Although we expected not to be able to take advantage of all the diving included in the package, we did manage at least 2 boat dives EVERY day, a few shore dives, and both night dives. This was the 1st time I had the water camera on "real dives" and had any idea that there was more to the game than just pointing & shooting. That, coupled with the fact that we've really only been diving for a year .... I'm thrilled with the photo memories we brought back. Not up to par with the land-based photos .... but I've got LOTS more experience with that!! So - - here's my 1st attempt at underwater photography (which was also the practical (& final) part of my UW/P certification!). Hope you enjoy seeing them as much as I enjoyed taking them!!!

Honduras Dive Photos

btw - - Swanny & Ember asked for these. Blame THEM!!!


----------



## swanny (Oct 31, 2007)

VERY COOL!! Or should I say glad you had a WARM time. Are you ready to go back yet? Thanks for sharing, glad all went well.

kevin


----------



## luckylynn (Jan 9, 2007)

swanny said:


> VERY COOL!! Or should I say glad you had a WARM time. Are you ready to go back yet? Thanks for sharing, glad all went well.
> 
> kevin


X2 on this.

Then let me also add.....WOW!on the pictures.....to my very untrained eye,they are just wonderful! Of course I love to look at diving pictures.

Sure glad you had such a Great time and that you made it home to find all the fur & feather kids doing fine.

Happy Camping to such wonderful Friends .....Lynn


----------



## outback loft (Sep 22, 2008)

Pictures came out pretty good.
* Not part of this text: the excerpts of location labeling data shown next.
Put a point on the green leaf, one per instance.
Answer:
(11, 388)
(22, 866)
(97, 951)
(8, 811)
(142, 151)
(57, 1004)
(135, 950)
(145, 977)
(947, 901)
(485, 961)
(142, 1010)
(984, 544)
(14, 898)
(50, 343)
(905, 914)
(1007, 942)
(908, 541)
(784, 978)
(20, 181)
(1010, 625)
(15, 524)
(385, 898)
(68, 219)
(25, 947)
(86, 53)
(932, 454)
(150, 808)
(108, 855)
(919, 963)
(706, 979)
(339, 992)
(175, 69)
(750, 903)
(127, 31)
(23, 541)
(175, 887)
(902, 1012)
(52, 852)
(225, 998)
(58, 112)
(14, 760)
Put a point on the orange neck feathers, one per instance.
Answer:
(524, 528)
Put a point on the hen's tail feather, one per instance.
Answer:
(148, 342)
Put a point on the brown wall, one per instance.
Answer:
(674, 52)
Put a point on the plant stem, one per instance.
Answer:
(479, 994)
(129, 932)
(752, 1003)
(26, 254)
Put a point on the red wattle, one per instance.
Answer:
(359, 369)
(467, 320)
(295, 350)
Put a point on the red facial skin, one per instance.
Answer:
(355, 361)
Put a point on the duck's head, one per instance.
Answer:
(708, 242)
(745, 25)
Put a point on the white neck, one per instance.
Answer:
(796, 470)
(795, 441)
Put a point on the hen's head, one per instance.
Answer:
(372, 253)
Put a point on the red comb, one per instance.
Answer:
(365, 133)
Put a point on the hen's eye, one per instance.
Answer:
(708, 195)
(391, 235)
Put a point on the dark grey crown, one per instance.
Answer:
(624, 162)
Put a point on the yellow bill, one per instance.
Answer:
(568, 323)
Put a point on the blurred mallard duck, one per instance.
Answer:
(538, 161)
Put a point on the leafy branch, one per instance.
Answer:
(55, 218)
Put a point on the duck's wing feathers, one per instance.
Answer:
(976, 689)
If you were to add a red filter it will help bring back some of the color, and an external strobe will work wonders. The key is that if you are using the built in camera strobe you need to be close. If you think you are close enough.......get closer, the shots will be night and day in that case. Try not to use the zoom on the camera unless you really have to, if you are using it, you can definitely get closer.

Here are two shots of mine, both were with an external strobe and a red filter, shot in full automatic mode on the camera.

This one was at about 2' away. Strobe on highest setting Shot in about 80' of water.









This one was about 6" away. Strobe on lowest setting. Shot in about 105' of water.


----------



## Nathan (Jan 2, 2007)

Thanks, I needed to warm up and looking at those helped.


----------